Restrictions on Ethernet L2 circuits?
skandor at gmail.com
Fri Jan 1 09:03:54 CST 2010
> As far as I'm concerned, enterprises should just connect their various
sites to the Internet independently, and use VPN
> techniques if and where necessary to provide the illusion of a unified
network. In practice, this illusion of a single
> large LAN (or rather, multiple organization-wide LANs) is very important
to the typical enterprise, because so much
> security policy is enforced based on IP addresses. And the typical
enterprise wants a central chokepoint that all traffic > must go through,
for reasons that might have to do with security, or support costs, or with
(illusions of) control.
Most security policies are also based on 'local" vs "remote" criteria.
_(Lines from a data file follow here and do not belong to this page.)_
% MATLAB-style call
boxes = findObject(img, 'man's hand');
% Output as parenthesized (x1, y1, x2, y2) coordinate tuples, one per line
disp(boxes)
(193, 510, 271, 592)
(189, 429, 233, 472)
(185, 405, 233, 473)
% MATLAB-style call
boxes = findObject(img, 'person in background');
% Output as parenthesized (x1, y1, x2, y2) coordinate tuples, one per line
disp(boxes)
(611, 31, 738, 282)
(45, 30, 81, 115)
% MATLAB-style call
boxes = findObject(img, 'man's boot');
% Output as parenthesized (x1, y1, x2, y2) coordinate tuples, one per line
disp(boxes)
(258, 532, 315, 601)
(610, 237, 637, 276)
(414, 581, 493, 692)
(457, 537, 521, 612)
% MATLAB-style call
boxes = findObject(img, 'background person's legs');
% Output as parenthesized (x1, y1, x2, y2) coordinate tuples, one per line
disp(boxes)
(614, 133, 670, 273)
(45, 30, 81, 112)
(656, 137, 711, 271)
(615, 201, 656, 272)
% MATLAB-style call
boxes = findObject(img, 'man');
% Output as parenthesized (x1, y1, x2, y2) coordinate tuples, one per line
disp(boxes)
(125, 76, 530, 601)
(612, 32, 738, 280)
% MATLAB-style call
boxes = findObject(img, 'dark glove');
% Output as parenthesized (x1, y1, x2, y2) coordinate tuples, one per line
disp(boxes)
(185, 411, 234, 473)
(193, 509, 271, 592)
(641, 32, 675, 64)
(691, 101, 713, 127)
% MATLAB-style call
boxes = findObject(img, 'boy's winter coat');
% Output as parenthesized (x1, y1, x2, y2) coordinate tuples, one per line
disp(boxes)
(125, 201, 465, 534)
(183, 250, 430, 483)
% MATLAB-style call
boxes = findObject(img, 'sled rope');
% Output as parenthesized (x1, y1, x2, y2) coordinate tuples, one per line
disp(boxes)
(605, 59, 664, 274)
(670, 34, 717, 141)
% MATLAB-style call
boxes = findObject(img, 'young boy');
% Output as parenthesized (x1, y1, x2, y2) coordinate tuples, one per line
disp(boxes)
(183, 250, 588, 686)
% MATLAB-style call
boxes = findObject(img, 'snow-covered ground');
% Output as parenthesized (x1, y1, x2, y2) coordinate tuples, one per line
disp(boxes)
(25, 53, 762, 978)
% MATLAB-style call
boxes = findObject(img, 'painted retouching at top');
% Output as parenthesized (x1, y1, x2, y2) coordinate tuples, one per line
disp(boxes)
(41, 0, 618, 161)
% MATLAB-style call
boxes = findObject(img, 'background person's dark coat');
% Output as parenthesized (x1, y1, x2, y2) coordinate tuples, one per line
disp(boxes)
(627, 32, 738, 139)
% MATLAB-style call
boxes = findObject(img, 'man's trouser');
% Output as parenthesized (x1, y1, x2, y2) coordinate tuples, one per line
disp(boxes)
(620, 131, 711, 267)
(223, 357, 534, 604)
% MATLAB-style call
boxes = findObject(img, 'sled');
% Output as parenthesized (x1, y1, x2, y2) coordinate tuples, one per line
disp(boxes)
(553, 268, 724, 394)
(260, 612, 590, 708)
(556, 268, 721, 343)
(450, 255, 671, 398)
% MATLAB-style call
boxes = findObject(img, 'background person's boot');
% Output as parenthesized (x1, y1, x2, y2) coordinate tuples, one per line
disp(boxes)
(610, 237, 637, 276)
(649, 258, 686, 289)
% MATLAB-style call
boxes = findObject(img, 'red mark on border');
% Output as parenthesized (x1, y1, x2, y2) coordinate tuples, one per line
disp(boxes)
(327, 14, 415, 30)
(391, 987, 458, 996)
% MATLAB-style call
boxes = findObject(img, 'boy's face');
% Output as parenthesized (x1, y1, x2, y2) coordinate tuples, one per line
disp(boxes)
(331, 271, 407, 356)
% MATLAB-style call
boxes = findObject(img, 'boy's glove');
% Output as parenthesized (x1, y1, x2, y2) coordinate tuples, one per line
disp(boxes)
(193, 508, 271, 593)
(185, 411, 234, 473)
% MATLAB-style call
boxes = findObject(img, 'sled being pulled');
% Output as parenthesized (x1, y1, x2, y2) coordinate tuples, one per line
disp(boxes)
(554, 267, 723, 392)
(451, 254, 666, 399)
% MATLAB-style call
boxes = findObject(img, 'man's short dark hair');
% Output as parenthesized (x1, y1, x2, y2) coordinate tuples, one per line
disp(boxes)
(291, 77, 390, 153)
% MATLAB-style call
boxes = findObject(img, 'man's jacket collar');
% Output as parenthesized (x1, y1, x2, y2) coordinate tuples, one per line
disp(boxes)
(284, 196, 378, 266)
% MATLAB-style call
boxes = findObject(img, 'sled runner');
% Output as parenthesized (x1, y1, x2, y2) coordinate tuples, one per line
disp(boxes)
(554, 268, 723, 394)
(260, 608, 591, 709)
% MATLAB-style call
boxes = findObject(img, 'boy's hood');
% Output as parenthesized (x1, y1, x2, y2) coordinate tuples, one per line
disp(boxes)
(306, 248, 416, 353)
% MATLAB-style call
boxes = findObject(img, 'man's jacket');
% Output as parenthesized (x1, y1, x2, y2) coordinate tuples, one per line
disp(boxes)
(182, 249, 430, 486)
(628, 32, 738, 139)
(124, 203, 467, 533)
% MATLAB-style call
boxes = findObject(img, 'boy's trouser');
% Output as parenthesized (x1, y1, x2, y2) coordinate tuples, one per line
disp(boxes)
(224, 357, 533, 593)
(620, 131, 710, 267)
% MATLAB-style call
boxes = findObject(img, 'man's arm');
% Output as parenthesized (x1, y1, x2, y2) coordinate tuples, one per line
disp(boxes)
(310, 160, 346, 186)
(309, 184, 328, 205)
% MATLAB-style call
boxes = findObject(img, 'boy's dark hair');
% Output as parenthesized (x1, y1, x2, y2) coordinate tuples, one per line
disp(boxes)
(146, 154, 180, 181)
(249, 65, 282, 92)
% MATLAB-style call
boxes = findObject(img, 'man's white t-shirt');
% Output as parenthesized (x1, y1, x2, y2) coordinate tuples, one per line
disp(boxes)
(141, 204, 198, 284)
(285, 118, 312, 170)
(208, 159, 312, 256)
Most
pieces of software believe that an access to a local IP is faster and safer
than accesses to an IP address somewhere else.
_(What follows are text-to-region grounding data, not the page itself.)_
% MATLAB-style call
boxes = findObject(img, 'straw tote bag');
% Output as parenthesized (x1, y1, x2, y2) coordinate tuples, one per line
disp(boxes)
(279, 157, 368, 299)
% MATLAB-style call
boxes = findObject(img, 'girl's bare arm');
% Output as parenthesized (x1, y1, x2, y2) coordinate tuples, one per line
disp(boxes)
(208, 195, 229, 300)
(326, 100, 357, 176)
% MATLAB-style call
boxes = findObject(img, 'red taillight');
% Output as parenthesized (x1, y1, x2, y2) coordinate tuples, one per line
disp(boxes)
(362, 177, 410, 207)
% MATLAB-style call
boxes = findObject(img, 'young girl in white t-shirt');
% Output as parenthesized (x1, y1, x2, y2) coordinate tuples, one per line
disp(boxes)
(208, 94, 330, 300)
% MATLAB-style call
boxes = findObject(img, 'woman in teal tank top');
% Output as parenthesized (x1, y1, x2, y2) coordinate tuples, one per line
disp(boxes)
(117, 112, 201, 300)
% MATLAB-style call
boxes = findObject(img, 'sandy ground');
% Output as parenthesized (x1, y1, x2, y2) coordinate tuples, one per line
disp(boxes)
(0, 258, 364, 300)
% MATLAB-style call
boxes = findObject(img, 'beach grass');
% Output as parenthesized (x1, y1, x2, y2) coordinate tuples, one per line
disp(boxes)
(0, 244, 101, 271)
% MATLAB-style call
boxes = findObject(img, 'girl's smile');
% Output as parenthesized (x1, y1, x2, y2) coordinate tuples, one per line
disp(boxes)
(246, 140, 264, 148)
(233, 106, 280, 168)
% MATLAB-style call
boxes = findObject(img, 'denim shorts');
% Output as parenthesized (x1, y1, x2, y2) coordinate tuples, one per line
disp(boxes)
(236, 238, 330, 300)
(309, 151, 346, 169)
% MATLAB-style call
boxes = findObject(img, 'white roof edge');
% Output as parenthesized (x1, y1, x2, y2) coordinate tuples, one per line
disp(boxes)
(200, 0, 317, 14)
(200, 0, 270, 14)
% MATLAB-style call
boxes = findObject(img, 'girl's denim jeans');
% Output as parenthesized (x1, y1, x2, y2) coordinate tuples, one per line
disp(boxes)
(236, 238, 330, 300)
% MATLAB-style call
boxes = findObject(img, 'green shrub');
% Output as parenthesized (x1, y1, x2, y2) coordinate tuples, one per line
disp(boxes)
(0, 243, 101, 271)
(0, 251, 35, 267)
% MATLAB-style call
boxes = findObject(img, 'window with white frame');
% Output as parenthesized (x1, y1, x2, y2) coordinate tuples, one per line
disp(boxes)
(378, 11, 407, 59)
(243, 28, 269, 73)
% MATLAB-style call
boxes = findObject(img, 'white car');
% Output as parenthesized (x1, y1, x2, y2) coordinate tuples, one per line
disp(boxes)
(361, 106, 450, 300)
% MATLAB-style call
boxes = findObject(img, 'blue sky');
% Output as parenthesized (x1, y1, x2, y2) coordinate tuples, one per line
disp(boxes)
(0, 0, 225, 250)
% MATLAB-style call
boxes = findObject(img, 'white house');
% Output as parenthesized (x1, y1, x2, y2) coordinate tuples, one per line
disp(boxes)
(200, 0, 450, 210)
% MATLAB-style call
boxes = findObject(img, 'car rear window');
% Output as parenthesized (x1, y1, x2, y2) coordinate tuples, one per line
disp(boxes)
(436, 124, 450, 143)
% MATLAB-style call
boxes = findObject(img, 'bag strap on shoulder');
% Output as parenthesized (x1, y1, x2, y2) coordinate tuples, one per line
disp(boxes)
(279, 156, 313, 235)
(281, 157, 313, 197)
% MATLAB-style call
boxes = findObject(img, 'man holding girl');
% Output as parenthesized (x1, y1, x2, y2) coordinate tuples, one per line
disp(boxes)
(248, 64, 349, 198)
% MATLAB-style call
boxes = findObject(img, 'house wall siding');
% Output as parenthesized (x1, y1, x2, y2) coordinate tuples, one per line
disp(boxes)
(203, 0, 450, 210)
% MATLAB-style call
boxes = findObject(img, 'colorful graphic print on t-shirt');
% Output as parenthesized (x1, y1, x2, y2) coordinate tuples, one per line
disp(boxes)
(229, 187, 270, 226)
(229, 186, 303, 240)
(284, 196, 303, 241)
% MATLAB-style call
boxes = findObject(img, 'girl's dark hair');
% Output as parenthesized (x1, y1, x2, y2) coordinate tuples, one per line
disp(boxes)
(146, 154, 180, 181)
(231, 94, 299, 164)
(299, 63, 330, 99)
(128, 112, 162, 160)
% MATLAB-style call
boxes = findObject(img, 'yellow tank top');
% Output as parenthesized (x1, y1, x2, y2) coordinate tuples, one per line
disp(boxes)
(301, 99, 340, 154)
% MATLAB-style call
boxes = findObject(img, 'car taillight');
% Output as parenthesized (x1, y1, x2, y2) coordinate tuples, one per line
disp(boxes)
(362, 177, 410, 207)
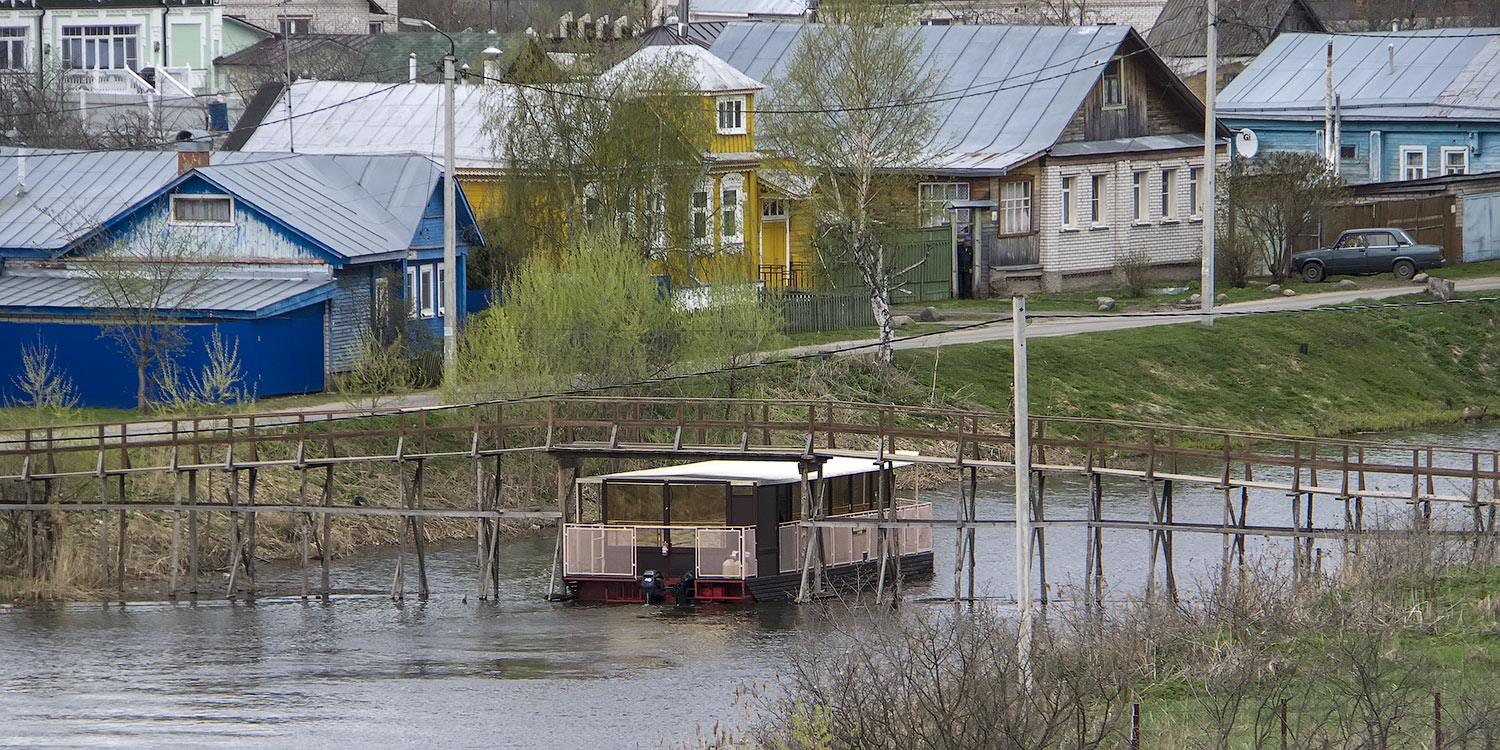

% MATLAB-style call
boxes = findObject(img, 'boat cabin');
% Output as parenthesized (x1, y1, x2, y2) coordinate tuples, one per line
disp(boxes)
(561, 457, 934, 603)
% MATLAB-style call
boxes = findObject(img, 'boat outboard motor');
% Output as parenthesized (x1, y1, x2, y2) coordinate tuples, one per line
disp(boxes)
(640, 570, 667, 604)
(669, 570, 696, 602)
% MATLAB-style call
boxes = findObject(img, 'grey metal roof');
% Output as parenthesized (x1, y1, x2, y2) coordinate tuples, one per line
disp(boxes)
(0, 269, 333, 317)
(1049, 133, 1206, 157)
(236, 81, 501, 168)
(607, 44, 763, 93)
(0, 150, 450, 260)
(708, 23, 1140, 175)
(1218, 29, 1500, 121)
(639, 21, 729, 49)
(690, 0, 807, 18)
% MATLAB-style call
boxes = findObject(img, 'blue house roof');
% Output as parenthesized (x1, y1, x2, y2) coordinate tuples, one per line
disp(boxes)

Emulate means lying to someone, and if you start lying too much you can end
up messing everything. I agree that enterprises should use WANs as WANS
(i.e., IP routed networks) and don't try to hide distance and security
fragility from systems and security appliances. End to end VPN can be used
in the very special cases where a special security is needed, by means of
strong VPN encryption.
It seems nice to have something that looks like a simple Ethernet cable. The
problem is that it is *not* a simple cable, and will never be. Make the rest
of the LAN believe that it is such a simple cable may raise huge trouble.
Most of LAN protocols have a degree of TRUST on LAN traffic. Any security
expert will tell you that trust is your enemy.
Managing a router is a hassle? Oh, come on! If a net admin is unable to
manage a simple sub net configuration and so some simple math with masks and
prefixes he would rather find himself another job.